To see something big, you need to stand far away. Identifying an elephant, for example, isn’t easy if your visual field is limited to one small area.

data elephant.pngThe Data Elephant

Companies across industries such as manufacturing, energy, transportation, and automotive are well aware of this conundrum. For decades they’ve operated and maintained very large, complex equipment using relatively small data sets. But it’s not because the data was in short supply. On the contrary, complex machines—such as turbines, jet engines, oil rigs, and assembly lines—have long created troves of raw operational data.

Instead, the critical roadblock has been cost: The huge expense to collect, move, and analyze data forced most companies to prioritize the most critical information and use it for only the most critical insights. Thus, a holistic “full elephant” viewpoint into the operational environment remained out of reach.

The inherent possibilities of edge computing are changing the economy—and the possibilities—of Big Data utilization in manufacturing. But as companies forge ahead and create Big Data analytics engines at the edge, new questions are arising. Namely, can we ever have centralized intelligence from the edge?

The changing economy of Big Data analytics

Much of the hype surrounding IoT has focused on new types of devices and data—such as putting sensors in trash cans to give them a rudimentary intelligence, for example (“I’m full. Schedule a pickup.”). While this is exciting, from a data perspective it can be accomplished with just a few bytes and a miniscule amount of bandwidth.

Data use cases in manufacturing couldn’t be more different. They involve a tremendous volume of data requiring near real-time analysis. This is because the data is used for:

  • Performance—Preventing downtime that could lead to loss of revenue; avoiding damage to expensive equipment
  • Maintenance—Intervening proactively to maximize productivity across the lifecycle of machines
  • Safety—Preventing injury from malfunction or human error

In the case of a turbine, the volume of data produced can be gigabytes per hour—more than enough to make a wide area transmission unfeasible, in terms of cost, reliability, and increased risk of a data breach. Local processing, on the other hand, lowers the bandwidth cost by orders of magnitude, creates reliability that would be impossible in a multihop wide area network, and secures the data perimeter from external threats.

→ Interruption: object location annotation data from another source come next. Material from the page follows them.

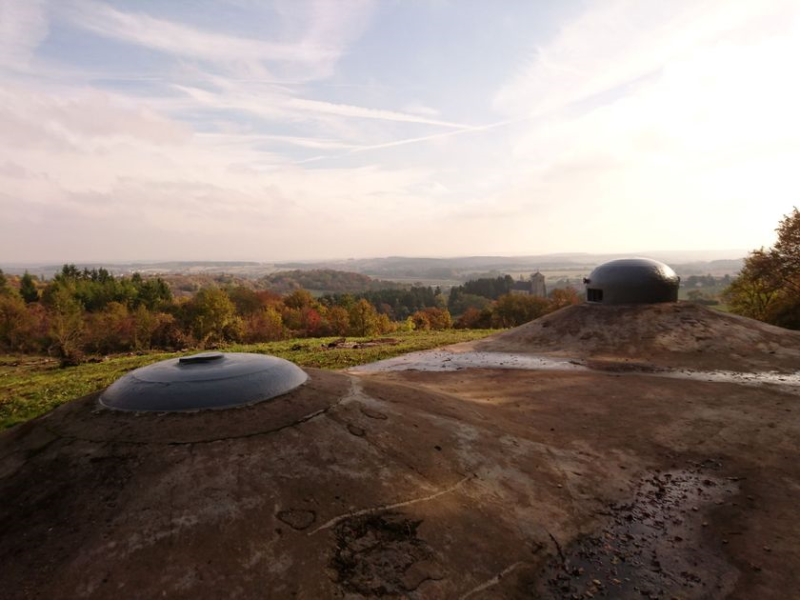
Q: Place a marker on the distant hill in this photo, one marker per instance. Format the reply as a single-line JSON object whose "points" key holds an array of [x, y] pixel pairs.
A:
{"points": [[324, 280], [470, 267]]}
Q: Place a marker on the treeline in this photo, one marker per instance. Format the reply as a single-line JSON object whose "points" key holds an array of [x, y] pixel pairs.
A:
{"points": [[79, 312], [328, 280], [768, 286], [397, 304]]}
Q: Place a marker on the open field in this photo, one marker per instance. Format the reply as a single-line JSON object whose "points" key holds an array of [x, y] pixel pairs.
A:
{"points": [[33, 385]]}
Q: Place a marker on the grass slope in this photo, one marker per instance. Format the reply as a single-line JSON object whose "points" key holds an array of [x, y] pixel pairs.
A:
{"points": [[32, 386]]}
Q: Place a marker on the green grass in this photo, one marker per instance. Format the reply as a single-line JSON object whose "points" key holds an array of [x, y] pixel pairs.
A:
{"points": [[31, 386]]}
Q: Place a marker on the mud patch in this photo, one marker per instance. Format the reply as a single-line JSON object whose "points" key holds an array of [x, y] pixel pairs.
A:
{"points": [[381, 555], [656, 546], [298, 519]]}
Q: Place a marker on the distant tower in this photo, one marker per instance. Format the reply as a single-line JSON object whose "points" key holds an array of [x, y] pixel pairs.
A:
{"points": [[538, 287]]}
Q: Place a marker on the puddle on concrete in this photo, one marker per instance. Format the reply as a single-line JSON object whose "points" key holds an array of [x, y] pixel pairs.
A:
{"points": [[659, 545], [444, 360]]}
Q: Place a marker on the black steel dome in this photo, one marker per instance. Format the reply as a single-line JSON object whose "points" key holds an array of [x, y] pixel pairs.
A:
{"points": [[632, 281], [207, 380]]}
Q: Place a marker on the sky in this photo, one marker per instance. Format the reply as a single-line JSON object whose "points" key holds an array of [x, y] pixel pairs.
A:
{"points": [[290, 130]]}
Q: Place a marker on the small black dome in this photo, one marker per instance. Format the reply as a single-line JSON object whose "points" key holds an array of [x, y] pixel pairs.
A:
{"points": [[632, 281], [207, 380]]}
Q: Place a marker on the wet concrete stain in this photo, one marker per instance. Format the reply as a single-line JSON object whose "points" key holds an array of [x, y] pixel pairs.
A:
{"points": [[655, 546], [382, 555], [445, 361], [298, 519]]}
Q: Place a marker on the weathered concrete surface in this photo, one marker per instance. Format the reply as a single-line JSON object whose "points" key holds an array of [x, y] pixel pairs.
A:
{"points": [[478, 483], [674, 335]]}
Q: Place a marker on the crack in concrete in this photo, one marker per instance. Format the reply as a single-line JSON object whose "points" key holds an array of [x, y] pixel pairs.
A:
{"points": [[294, 423], [493, 581], [384, 507]]}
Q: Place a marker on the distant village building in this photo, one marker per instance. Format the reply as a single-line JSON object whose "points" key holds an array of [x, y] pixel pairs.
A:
{"points": [[534, 286]]}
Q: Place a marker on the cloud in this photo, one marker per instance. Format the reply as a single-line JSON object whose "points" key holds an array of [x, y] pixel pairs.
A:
{"points": [[325, 31], [23, 26], [615, 43]]}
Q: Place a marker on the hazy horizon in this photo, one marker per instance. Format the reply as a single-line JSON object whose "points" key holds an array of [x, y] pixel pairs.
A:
{"points": [[298, 131]]}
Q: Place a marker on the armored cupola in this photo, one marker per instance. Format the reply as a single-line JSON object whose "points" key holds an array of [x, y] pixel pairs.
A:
{"points": [[632, 281], [202, 381]]}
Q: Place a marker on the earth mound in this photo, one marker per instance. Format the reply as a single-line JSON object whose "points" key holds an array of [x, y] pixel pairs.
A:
{"points": [[664, 335]]}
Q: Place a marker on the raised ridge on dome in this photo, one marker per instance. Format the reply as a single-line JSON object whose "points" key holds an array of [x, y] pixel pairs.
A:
{"points": [[632, 281], [209, 380]]}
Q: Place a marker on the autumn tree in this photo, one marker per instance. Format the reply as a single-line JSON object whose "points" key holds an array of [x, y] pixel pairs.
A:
{"points": [[213, 316], [338, 320], [432, 318], [65, 314], [27, 288], [363, 319], [5, 289], [561, 297], [768, 286], [513, 310]]}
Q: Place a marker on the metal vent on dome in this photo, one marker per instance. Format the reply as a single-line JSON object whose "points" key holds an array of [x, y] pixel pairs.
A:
{"points": [[203, 381]]}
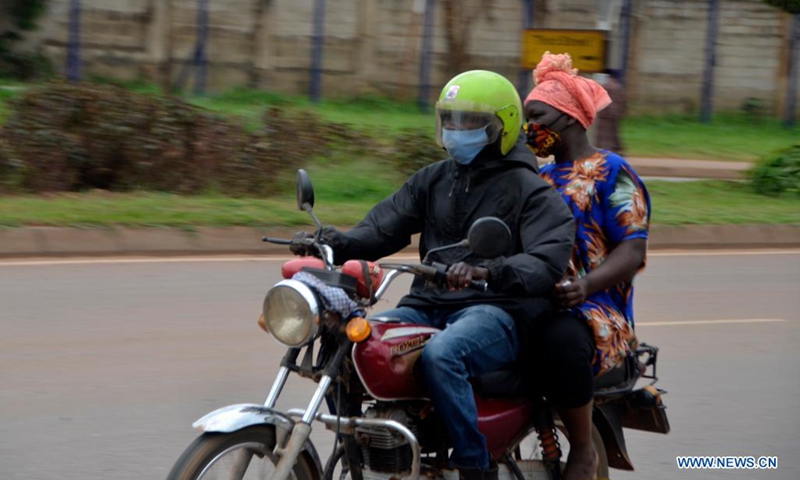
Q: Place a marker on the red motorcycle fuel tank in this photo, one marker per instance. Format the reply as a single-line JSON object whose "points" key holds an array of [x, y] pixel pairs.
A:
{"points": [[386, 364], [386, 361]]}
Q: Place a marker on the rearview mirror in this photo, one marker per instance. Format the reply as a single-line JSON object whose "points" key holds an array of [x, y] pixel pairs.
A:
{"points": [[304, 189], [489, 237]]}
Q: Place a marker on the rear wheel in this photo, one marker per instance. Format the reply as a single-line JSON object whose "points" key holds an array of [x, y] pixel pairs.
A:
{"points": [[242, 455]]}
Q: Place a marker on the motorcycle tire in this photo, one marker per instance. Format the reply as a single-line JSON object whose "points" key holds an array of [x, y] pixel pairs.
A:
{"points": [[211, 451]]}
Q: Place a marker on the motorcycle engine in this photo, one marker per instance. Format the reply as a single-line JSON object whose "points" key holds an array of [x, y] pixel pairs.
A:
{"points": [[385, 451]]}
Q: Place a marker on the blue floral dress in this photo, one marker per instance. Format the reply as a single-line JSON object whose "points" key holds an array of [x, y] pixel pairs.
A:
{"points": [[610, 204]]}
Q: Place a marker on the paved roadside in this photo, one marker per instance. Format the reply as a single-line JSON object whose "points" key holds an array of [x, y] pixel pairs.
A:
{"points": [[64, 242]]}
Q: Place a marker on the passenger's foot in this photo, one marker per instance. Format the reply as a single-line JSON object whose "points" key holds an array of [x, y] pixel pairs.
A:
{"points": [[581, 463]]}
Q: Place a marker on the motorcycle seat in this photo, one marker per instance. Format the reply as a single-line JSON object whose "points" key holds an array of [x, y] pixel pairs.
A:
{"points": [[510, 382]]}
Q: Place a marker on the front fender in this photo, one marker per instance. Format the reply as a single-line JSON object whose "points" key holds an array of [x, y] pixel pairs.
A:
{"points": [[236, 417]]}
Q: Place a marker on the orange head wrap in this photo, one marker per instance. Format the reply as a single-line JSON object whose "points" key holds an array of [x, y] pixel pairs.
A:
{"points": [[558, 85]]}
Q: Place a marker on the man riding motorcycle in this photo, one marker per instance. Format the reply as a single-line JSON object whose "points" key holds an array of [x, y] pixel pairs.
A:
{"points": [[491, 172]]}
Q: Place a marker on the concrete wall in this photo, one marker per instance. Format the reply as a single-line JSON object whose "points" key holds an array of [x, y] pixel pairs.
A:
{"points": [[374, 45]]}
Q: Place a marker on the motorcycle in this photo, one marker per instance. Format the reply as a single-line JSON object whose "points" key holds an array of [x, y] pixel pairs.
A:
{"points": [[368, 375]]}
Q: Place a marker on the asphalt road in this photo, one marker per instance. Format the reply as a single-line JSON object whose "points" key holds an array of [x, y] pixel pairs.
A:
{"points": [[104, 366]]}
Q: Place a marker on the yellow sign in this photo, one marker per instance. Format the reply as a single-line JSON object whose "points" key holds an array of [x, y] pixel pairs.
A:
{"points": [[587, 47]]}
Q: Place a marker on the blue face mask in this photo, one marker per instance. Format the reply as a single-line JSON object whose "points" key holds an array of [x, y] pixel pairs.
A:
{"points": [[464, 145]]}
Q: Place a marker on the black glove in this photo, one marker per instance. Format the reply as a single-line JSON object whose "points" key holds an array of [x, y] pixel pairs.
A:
{"points": [[299, 247]]}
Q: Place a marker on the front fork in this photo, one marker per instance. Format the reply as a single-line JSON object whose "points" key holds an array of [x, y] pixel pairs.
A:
{"points": [[302, 430]]}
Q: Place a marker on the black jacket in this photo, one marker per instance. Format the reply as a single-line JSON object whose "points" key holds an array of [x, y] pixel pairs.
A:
{"points": [[442, 200]]}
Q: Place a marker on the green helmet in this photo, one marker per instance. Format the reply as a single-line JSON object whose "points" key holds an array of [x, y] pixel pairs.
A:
{"points": [[481, 99]]}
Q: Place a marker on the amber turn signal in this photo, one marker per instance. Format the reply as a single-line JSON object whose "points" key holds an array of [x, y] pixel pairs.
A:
{"points": [[358, 329]]}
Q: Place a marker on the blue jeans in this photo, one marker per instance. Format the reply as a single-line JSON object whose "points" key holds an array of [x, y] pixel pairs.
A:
{"points": [[473, 341]]}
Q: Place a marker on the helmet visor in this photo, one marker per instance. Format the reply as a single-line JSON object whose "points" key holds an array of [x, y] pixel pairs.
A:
{"points": [[467, 116]]}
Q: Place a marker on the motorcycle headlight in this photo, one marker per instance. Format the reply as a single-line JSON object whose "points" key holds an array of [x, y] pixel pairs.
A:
{"points": [[291, 313]]}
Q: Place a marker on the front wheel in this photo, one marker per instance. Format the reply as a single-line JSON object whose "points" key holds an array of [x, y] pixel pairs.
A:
{"points": [[242, 455]]}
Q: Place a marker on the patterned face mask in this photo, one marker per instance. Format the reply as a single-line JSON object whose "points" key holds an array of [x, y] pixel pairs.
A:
{"points": [[542, 140]]}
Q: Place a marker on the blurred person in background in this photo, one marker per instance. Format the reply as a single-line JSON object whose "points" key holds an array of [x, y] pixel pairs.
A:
{"points": [[593, 331], [608, 119]]}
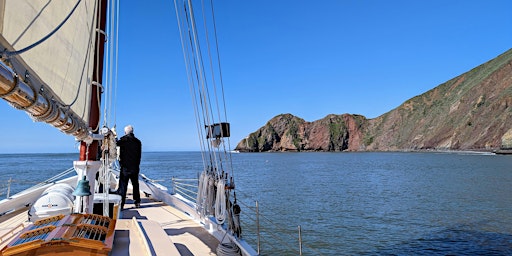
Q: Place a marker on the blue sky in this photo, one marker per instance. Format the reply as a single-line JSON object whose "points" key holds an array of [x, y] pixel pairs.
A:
{"points": [[307, 58]]}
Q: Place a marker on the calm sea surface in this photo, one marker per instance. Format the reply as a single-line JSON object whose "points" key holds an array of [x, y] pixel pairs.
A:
{"points": [[345, 203]]}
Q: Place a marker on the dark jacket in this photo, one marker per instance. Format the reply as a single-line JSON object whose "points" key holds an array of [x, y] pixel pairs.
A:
{"points": [[131, 151]]}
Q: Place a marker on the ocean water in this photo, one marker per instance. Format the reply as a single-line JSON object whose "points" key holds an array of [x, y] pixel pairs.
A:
{"points": [[345, 203]]}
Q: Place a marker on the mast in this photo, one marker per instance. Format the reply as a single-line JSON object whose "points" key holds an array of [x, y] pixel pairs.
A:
{"points": [[94, 115]]}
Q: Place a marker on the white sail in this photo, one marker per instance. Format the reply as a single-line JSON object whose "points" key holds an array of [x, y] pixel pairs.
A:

By changing the economy and boosting the speed of Big Data analytics, edge technology is helping manufacturing companies step back to see a wider view of their “data elephant”—and realize transformational improvements in cost and efficiency as a result. It is little wonder manufacturers have been early adopters of edge computing systems.

From cloud to edge and beyond

For many industries, “edge computing” is a new term but not a new idea. Private clouds were the first attempt at local processing and helped assimilate advances in digitization, automation, and control. But private clouds require data to be transmitted from the things; in addition, these virtual processing units are isolated and limited in capability, and therefore, data is underutilized.

Newer IoT technology, such as HPE’s Edgeline IoT Systems offerings, offers much greater scale and economy. Rather than maintain multiple expensive private clouds for each equipment cluster, Edgeline converged IoT systems allow companies to collect and analyze more data in an industrial environment.

Suddenly, organizations can afford to measure and monitor more than just critical data, leading to better control over operations because there is more input, better understanding, and greater speed. For example, a factory can develop machine-learning algorithms to predict consumption of raw materials and optimize its supply chain—in real time.

In short, edge computing is removing the islands of isolation in which manufacturing data has long been held captive.

From the whole elephant to the herd

Now that the analytics of industrial things’ data is more accessible, organizations can see through a wider lens. The full data elephant is coming into focus. But for many, this won’t be the last stage of the Big Data journey.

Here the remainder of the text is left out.